Mais au lieu de s’en aller, il se mit à tourner autour de sa maîtresse, frottant sa tête contre elle sans même un regard pour Klein.
Était-il en train de se faire amadouer par un chat ? Klein eut un petit rire à cette pensée, puis répondit avec une amabilité sincère :
– « J’en suis ravi, et plus encore de voir que vous êtes rétablie et sortie de l’hôpital. »
Après quelques civilités, il salua la vieille dame et se remit en route, le sourire aux lèvres.
Il n’avait pas fait quelques pas que Mme Doris lui cria :
– « Quand Jurgen rentrera, je lui demanderai de vous payer ! »
… Est-ce que j’ai l’air d’avoir accepté cette mission pour de l’argent ? Le sourire du jeune homme se figea brusquement. Il se retourna légèrement et fit un signe de la main indiquant qu’il avait compris.
Lorsqu’il fut loin de la maison de Jurgen, il prit un air grave et poussa un léger soupir.

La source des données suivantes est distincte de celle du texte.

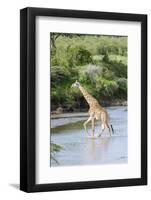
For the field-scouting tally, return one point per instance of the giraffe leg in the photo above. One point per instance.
(108, 129)
(85, 123)
(103, 128)
(93, 124)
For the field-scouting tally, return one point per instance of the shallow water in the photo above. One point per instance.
(78, 149)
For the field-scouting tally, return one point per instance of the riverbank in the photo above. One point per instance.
(67, 118)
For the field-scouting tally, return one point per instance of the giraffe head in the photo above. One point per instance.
(76, 84)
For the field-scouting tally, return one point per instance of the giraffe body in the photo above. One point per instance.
(96, 111)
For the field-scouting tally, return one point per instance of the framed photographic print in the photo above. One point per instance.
(83, 99)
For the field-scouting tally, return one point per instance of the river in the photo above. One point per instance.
(78, 149)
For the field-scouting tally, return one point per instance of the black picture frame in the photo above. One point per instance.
(28, 99)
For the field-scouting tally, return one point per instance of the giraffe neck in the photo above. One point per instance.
(90, 99)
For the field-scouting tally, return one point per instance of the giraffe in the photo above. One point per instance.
(96, 111)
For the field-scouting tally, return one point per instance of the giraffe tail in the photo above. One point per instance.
(112, 128)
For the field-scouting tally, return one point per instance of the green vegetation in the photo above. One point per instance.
(54, 148)
(98, 62)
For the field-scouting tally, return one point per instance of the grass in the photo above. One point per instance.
(112, 57)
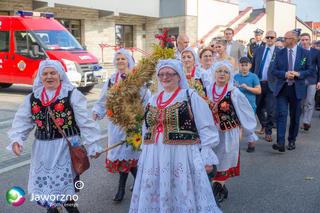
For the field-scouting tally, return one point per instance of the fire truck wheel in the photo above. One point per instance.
(4, 85)
(86, 89)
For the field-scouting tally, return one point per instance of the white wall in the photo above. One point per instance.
(281, 16)
(214, 13)
(135, 7)
(247, 31)
(303, 28)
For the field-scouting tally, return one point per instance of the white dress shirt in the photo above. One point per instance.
(294, 54)
(229, 46)
(267, 63)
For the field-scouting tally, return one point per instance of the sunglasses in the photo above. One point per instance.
(170, 75)
(270, 37)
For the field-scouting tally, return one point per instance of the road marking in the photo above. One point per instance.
(27, 162)
(15, 166)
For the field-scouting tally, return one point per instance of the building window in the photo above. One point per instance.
(74, 27)
(4, 41)
(4, 13)
(124, 35)
(172, 31)
(24, 43)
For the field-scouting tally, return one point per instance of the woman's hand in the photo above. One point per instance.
(95, 156)
(94, 116)
(16, 148)
(211, 170)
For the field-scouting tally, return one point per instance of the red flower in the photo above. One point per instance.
(225, 106)
(35, 109)
(39, 123)
(60, 121)
(59, 107)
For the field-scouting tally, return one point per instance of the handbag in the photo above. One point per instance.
(78, 154)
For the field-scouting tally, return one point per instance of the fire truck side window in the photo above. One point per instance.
(4, 41)
(23, 43)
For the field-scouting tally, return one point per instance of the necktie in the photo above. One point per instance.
(290, 66)
(264, 58)
(290, 61)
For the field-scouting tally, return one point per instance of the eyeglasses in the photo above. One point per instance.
(225, 72)
(270, 37)
(170, 75)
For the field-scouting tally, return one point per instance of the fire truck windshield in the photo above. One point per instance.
(57, 40)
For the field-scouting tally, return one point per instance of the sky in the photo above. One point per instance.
(307, 10)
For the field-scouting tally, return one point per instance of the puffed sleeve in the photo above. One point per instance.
(244, 110)
(145, 95)
(208, 132)
(100, 106)
(90, 131)
(22, 124)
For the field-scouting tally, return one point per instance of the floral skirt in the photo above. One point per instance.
(225, 175)
(120, 166)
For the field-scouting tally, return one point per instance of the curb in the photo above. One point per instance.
(27, 162)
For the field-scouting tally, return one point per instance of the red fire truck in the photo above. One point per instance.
(30, 37)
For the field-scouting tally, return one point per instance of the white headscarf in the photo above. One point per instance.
(129, 57)
(176, 65)
(195, 56)
(229, 66)
(66, 85)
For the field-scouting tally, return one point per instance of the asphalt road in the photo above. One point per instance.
(270, 182)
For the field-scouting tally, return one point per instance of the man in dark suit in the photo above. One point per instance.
(292, 67)
(311, 81)
(262, 65)
(258, 33)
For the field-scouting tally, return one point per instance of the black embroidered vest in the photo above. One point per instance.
(225, 115)
(62, 110)
(178, 124)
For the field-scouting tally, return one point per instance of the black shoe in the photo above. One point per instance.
(278, 147)
(71, 207)
(216, 188)
(224, 192)
(291, 146)
(306, 127)
(122, 187)
(52, 210)
(134, 174)
(251, 149)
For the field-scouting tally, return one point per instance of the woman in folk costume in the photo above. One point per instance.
(171, 172)
(221, 48)
(192, 70)
(51, 171)
(122, 159)
(230, 110)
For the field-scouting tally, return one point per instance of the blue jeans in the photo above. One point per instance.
(287, 98)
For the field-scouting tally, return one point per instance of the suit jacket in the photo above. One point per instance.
(256, 61)
(253, 48)
(237, 50)
(302, 65)
(315, 62)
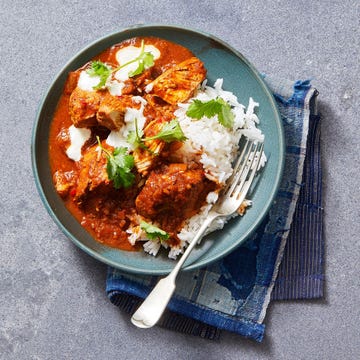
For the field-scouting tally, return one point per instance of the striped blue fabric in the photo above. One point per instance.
(233, 294)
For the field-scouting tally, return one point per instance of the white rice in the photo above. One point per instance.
(215, 147)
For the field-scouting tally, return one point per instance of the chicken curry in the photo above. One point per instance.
(110, 185)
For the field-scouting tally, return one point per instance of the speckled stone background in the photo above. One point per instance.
(52, 299)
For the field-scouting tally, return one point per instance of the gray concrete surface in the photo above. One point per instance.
(52, 299)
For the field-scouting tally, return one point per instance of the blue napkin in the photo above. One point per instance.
(233, 294)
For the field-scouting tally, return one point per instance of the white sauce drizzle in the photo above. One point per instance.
(78, 137)
(130, 53)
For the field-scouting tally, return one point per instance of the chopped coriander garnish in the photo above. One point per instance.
(119, 165)
(170, 131)
(218, 106)
(153, 232)
(98, 68)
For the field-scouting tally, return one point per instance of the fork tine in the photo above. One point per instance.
(241, 168)
(242, 188)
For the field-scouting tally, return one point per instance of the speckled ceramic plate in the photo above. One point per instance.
(240, 77)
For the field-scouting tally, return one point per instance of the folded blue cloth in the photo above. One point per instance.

Il venait d’activer sa Vision Spirituelle pour observer l’aura de Mme Doris : son état n’était pas très bon. Ce n’était pas seulement dû à son âge avancé, mais aussi au froid et au mauvais air de Backlund. Tous ces facteurs avaient eu un effet très néfaste sur sa maladie pulmonaire.
Mme Doris devrait pouvoir passer cette fin d’automne et cet hiver, mais pour le prochain, pour les suivants, c’est difficile à dire… Si elle veut vivre encore quelques années, il faudrait qu’elle déménage dans le sud, dans la région de Desi Bay… Malheureusement, Jurgen ne peut probablement pas se le permettre dans l’immédiat…Moi-même je ne suis encore jamais allé là-bas.
Arrivé à la boîte aux lettres, Klein y glissa sa missive.
C’était le prélude à sa performance.
Ce soir, il se rendrait à l’Église de la Moisson en tant que détective et procèderait au reste des préparatifs.
Après avoir acheté une tourte Desi pour son petit-déjeuner, il rentra chez lui par le même chemin, tout à fait tranquille.
Arrivé à quelque distance de la maison, il vit une élégante calèche stationnée devant. Deux dames aux chapeaux noirs à ruban tiraient anxieusement sur la clochette de sa porte. Des domestiques et gardes du corps étaient répartis à proximité, visiblement sur leurs gardes.
Madame Stelyn… Madame Mary… Auraient-elles quelque chose à me confier ? Elles ont l’air particulièrement inquiètes…
Le sac en papier contenant la tourte Desi à la main, Klein s’approcha et dit en souriant :
– « Mesdames, ce devrait être l’heure du petit-déjeuner. »
Elles se retournèrent et en l’apercevant, Mme Mary parut visiblement soulagée.
– « Monsieur le Détective, vous devez m’aider. »
La Vision Spirituelle de Klein ne révélant rien de feint dans son anxiété, sa nervosité et sa peur, il acquiesça de la tête et désignant la porte, leur dit :
– « Allons en discuter à l’intérieur. »
Tout en parlant, il jeta un coup d’œil à Stelyn, sa logeuse, et remarqua qu’elle avait beaucoup changé depuis deux jours. Elle était très abattue, déprimée et semblait ne plus s’intéresser à rien.
Que lui est-il arrivé ?
Certes sa propriétaire se la jouait un peu, mais c’était quelqu’un qui aimait beaucoup la vie…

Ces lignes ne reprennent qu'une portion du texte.